Grund dafür sei in seinen Augen „nach wie vor die öffentliche Stigmatisierung der AfD vor allem im Westen. Da haben wir bei vielen Menschen noch eine schwierige Erreichbarkeit“, sagt von Wrese. Dass er mehr Erst- als seine Partei Zweitstimmen gesammelt hat, sieht der 42-Jährige als Bestätigung seiner Person. Von Wrese hebt die Ergebnisse in den nördlichen Bezirken der Stadt hervor, in denen seine Partei die besten Ergebnisse hat.
„Herr Bilo hat klassische Themen der AfD angesprochen“, so Alexander von Wrese
Die fehlenden Prozentpunkte macht von Wrese auch an neuer Konkurrenz fest – namentlich den Freien Wählern und Horst Bilo. „Herr Bilo hat klassische Themen der AfD angesprochen.“
Die Linken
Auf der Bundesebene kämpft „Die Linke“ am Abend noch um das Überqueren der Fünf-Prozent-Hürde. In Mülheim hat sie diese klar verfehlt. Sprecherin und Direktkandidat schicken bittere Grüße an die Bundespartei. Auf gerade einmal 3,3 Prozent kommt „Die Linke“ bei den Zweitstimmen. Das sind zwar mehr als bei der Kommunalwahl, aber weit weg vom Ergebnis der letzten Wahl auf Bundesebene (7,7 Prozent). „Wir sind fassungslos“, sagt Mülheims Linken-Sprecherin Andrea Mobini.

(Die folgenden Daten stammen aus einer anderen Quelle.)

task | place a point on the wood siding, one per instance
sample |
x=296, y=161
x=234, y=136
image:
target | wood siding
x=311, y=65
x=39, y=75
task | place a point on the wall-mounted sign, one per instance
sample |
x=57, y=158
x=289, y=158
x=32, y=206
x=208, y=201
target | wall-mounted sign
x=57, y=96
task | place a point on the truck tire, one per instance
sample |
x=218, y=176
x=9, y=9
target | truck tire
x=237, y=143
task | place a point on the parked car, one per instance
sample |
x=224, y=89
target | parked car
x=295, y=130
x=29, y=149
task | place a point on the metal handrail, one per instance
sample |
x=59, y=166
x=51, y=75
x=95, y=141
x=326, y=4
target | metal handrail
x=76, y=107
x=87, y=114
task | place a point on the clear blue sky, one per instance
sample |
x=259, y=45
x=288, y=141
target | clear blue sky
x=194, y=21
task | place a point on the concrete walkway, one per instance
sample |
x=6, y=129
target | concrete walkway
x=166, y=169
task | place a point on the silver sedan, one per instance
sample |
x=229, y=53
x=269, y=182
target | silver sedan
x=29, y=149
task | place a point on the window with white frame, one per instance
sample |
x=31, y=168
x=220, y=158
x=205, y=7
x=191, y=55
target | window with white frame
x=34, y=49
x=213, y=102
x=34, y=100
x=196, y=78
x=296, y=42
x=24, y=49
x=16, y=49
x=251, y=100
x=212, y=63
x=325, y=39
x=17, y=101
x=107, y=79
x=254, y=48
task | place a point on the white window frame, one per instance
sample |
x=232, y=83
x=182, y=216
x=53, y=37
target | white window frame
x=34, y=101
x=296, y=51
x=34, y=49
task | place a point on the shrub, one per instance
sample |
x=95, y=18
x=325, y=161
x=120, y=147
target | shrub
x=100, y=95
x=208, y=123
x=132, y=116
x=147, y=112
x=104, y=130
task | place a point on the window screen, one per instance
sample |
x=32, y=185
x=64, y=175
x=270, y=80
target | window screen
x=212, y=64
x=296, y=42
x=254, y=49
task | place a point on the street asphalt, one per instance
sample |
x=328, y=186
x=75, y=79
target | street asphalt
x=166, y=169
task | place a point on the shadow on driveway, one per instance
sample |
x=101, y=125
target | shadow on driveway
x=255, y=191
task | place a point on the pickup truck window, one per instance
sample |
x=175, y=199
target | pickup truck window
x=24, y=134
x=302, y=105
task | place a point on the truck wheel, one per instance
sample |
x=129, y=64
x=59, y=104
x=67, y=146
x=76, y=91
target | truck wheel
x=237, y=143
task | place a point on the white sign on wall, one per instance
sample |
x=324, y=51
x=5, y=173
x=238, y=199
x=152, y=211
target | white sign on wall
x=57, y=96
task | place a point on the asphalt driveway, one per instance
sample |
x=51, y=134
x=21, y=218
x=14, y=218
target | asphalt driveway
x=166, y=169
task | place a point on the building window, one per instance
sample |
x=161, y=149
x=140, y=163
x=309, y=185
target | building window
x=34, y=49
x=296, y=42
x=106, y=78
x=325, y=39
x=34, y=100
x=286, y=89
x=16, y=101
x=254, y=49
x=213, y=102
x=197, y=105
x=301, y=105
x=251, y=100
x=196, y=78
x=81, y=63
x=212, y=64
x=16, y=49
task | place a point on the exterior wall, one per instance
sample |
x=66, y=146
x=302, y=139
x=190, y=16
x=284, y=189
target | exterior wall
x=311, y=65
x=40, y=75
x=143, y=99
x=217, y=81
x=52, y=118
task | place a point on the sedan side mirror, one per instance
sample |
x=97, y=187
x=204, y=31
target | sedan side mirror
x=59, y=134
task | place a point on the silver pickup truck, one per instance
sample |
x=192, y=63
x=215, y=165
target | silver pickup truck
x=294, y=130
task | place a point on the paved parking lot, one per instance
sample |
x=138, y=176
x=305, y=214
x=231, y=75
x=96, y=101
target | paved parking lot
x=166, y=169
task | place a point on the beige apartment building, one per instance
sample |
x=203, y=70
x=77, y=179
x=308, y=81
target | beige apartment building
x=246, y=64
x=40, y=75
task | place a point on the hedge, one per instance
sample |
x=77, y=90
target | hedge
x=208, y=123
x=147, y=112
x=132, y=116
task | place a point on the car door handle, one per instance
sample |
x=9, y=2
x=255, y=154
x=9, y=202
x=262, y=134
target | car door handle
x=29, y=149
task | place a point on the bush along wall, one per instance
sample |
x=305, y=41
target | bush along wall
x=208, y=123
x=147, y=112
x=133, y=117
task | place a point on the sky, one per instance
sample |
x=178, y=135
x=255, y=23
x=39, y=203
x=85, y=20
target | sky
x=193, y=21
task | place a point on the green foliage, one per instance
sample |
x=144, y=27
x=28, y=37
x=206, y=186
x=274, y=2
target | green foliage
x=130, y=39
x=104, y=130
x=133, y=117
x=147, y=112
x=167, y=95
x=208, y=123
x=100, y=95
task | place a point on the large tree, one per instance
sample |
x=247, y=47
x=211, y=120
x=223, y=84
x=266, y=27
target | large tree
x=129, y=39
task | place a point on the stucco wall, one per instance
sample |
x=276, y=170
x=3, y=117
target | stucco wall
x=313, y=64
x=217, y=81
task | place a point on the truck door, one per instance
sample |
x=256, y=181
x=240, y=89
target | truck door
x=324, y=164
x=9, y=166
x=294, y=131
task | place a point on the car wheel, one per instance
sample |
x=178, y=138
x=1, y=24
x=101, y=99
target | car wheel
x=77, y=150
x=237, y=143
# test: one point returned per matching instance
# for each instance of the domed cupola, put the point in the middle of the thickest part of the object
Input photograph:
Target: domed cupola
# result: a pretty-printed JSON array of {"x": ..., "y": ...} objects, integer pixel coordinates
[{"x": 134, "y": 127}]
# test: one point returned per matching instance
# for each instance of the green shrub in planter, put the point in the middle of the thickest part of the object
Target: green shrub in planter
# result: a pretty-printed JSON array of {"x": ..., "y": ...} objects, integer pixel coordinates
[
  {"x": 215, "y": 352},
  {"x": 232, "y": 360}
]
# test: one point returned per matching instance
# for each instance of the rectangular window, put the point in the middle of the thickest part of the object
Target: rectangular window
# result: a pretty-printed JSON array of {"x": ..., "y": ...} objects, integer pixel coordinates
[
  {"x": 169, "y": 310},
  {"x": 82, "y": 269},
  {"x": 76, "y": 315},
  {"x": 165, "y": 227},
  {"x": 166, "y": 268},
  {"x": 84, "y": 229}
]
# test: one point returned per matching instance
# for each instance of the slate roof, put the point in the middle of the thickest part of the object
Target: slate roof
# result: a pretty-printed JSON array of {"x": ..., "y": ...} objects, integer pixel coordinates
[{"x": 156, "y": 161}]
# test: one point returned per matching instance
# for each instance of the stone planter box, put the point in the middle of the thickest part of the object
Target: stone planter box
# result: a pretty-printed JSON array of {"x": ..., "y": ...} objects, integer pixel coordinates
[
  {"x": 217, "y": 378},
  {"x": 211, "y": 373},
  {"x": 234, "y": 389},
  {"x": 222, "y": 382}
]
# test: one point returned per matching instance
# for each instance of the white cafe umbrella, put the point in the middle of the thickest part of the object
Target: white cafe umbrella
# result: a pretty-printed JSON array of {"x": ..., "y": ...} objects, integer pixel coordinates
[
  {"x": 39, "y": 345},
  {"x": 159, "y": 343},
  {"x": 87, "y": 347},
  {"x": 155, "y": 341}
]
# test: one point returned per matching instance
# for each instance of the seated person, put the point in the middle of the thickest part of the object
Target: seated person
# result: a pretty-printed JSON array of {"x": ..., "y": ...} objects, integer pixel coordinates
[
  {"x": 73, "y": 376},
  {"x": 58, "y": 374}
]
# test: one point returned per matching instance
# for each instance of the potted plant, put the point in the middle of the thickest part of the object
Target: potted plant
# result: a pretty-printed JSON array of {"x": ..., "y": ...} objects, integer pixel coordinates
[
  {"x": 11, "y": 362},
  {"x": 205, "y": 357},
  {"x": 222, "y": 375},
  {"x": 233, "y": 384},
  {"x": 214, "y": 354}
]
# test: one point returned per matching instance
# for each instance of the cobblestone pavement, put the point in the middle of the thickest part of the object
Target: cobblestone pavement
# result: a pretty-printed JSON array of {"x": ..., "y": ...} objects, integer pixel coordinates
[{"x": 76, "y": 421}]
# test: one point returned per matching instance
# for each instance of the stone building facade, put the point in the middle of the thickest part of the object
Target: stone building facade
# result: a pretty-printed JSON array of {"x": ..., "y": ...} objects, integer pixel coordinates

Sie schiebt das Ergebnis auf den deutschlandweiten Trend. „Die Streitereien in der Bundes- und Landespartei bekommt die Öffentlichkeit mit.“ Auch Direktkandidat Eliseo Maugeri (18) spart nicht mit Kritik an der Gesamtpartei. „Das ist eben das Bild, das in den Medien zurzeit vermittelt wird. Viele Menschen sind abgeschreckt von den handelnden Personen.“ Er landete mit 2,6 Prozent der Stimmen auf dem sechsten Platz bei Mülheims Direktwahl. „Ich glaube nicht, dass es an den Leuten liegt, die hier angetreten sind“, nimmt Andrea Mobini ihren Kandidaten in Schutz. Der sagt: „Wir haben einen guten Wahlkampf gemacht und hatten aus verschiedenen Generationen gute Rückmeldungen.“
Eliseo Maugeri: „Nun heißt es, für NRW richtig reinzuhauen“
Der Politik-Debütant nimmt nun als nächstes sein Abitur 2023 in Angriff. „Natürlich betrüben solche Ergebnisse. Aber nun heißt es, für NRW richtig reinzuhauen, weil wir in Mülheim einen starken Kreisverband haben, der Missstände offenlegt und für soziale Gerechtigkeit einsteht“, betont Maugeri.